0.008494117647058819

This particular strategy in fact does not visit all states:

In [19]:
iu.compute_normalised_state_distribution(interactions=interactions)

Counter({(C, C): 0.0075, (D, C): 0.0025, (D, D): 0.99})

but the overall cooperation rate is used for the missing values:

In [20]:
iu.compute_normalised_cooperation(interactions=interactions)[1]

0.01

In [21]:
p

array([1.  , 0.8 , 0.01, 0.  ])

In [22]:
players = (extort2, axl.PSOGambler2_2_2())
axl.seed(0)
match = axl.Match(players, turns=parameters.TURNS)
interactions = match.play()
p = get_p_from_interactions(interactions=interactions)[1]
x, SSError = zd.get_least_squares(p)
np.round(SSError, 3)

0.43

So it seems that the `PSOGambler2_2_2` is "less" extortionate than `EvolvedANN5`. Note: it is certainly not an extortionate strategy as $p_4 > 0$:

In [23]:
np.round(p, 3)

array([0.105, 0.002, 0.518, 0.505])

We can actually classify all potential extortionate strategies which is Figure 1 of the paper.

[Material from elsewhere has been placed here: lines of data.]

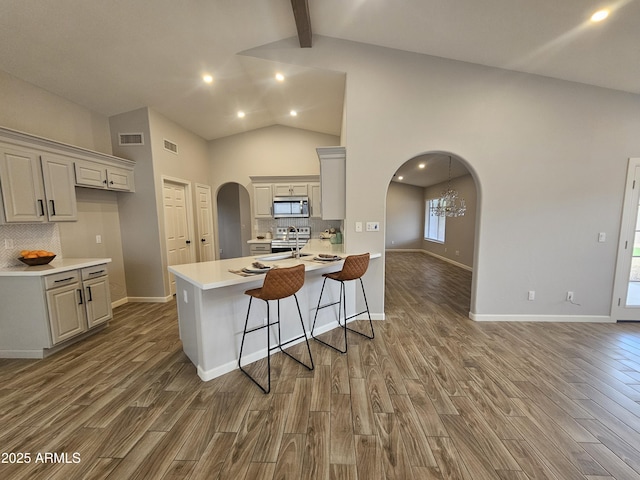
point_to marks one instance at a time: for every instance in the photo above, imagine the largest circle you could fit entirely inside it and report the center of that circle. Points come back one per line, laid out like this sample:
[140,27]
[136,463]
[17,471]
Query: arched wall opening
[415,182]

The paper extends this work to consider a LARGE number of strategies, and identifies if and when strategies actually exhibit extortionate behaviour.

We note that the strategies that exhibit strong evolutionary fitness are ones that are able to adapt their behaviour: they do not extort strong strategies (thus cooperation evolves) but they do extort weaker ones. For example, here is a list of strategies against which `EvolvedANN5` is close to being ZD (\\(\text{SS}_{\text{error}} < 0.05\\)):

In [24]:
for opponent in parameters.PLAYER_GROUPS["full"]:
    players = (axl.EvolvedANN5(), opponent)
    axl.seed(0)
    match = axl.Match(players, turns=parameters.TURNS)
    interactions = match.play()
    p = get_p_from_interactions(interactions=interactions)[0]
    x, SSError = zd.compute_least_squares(p)
    if SSError < 0.05:
        alpha, beta = x
        scores = match.final_score_per_turn()
        print(f"vs {opponent}, chi={round(-beta / alpha, 2)}, (S_X - 1)/(S_Y - 1)={round((scores[0] - 1) / (scores[1] - 1), 2)}")

vs Adaptive, chi=-6.22, (S_X - 1)/(S_Y - 1)=-4.06
vs AntiCycler, chi=-5.28, (S_X - 1)/(S_Y - 1)=-4.04
vs Anti Tit For Tat, chi=-3.64, (S_X - 1)/(S_Y - 1)=-4.04
vs Bully, chi=-4.03, (S_X - 1)/(S_Y - 1)=-4.06
vs Calculator, chi=7.64, (S_X - 1)/(S_Y - 1)=0.48
vs Cooperator Hunter, chi=-5.28, (S_X - 1)/(S_Y - 1)=-4.05
vs Cycler CCCCCD, chi=16.0, (S_X - 1)/(S_Y - 1)=-4.44
vs Cycler CCCD, chi=15.58, (S_X - 1)/(S_Y - 1)=-4.15
vs Cycler CCD, chi=15.53, (S_X - 1)/(S_Y - 1)=-4.13
vs Cycler DC, chi=14.74, (S_X - 1)/(S_Y - 1)=-4.18
vs Cycler CCCDCD, chi=15.53, (S_X - 1)/(S_Y - 1)=-4.14
vs DoubleResurrection, chi=16.0, (S_X - 1)/(S_Y - 1)=-7.53
vs Feld: 1.0, 0.5, 200, chi=0.32, (S_X - 1)/(S_Y - 1)=0.7
vs $\phi$, chi=-2.9, (S_X - 1)/(S_Y - 1)=-4.04
vs Hard Prober, chi=13.43, (S_X - 1)/(S_Y - 1)=0.0
vs Harrington, chi=16.0, (S_X - 1)/(S_Y - 1)=0.8
vs Hopeless, chi=15.56, (S_X - 1)/(S_Y - 1)=-4.08
vs Knowledgeable Worse and Worse, chi=16.0, (S_X - 1)/(S_Y - 1)=4.89
vs Negation, chi=-4.03, (S_X - 1)/(S

This work shows here that not only is there a mathematical basis for suspicion: the calculation of $\text{SSError}$ but that some high performing strategies seem to exhibit suspicious behaviour that allows them to adapt.

## References

[1] Press, William H., and Freeman J. Dyson. "Iterated Prisoner’s Dilemma contains strategies that dominate any evolutionary opponent." Proceedings of the National Academy of Sciences 109.26 (2012): 10409-10413

[2] Stewart, Alexander J., and Joshua B. Plotkin. "Extortion and cooperation in the Prisoner’s Dilemma." Proceedings of the National Academy of Sciences 109.26 (2012): 10134-10135.

[3] Golub, Gene H., and Charles F. Van Loan. Matrix computations. Vol. 3. JHU Press, 2012.

[4] The Axelrod project developers. Axelrod: v4.2.0. 2016. http://doi.org/10.5281/zenodo.1252994

[5] Knight, Vincent, et al. "An Open Framework for the Reproducible Study of the Iterated Prisoner’s Dilemma." Journal of Open Research Software 4.1 (2016).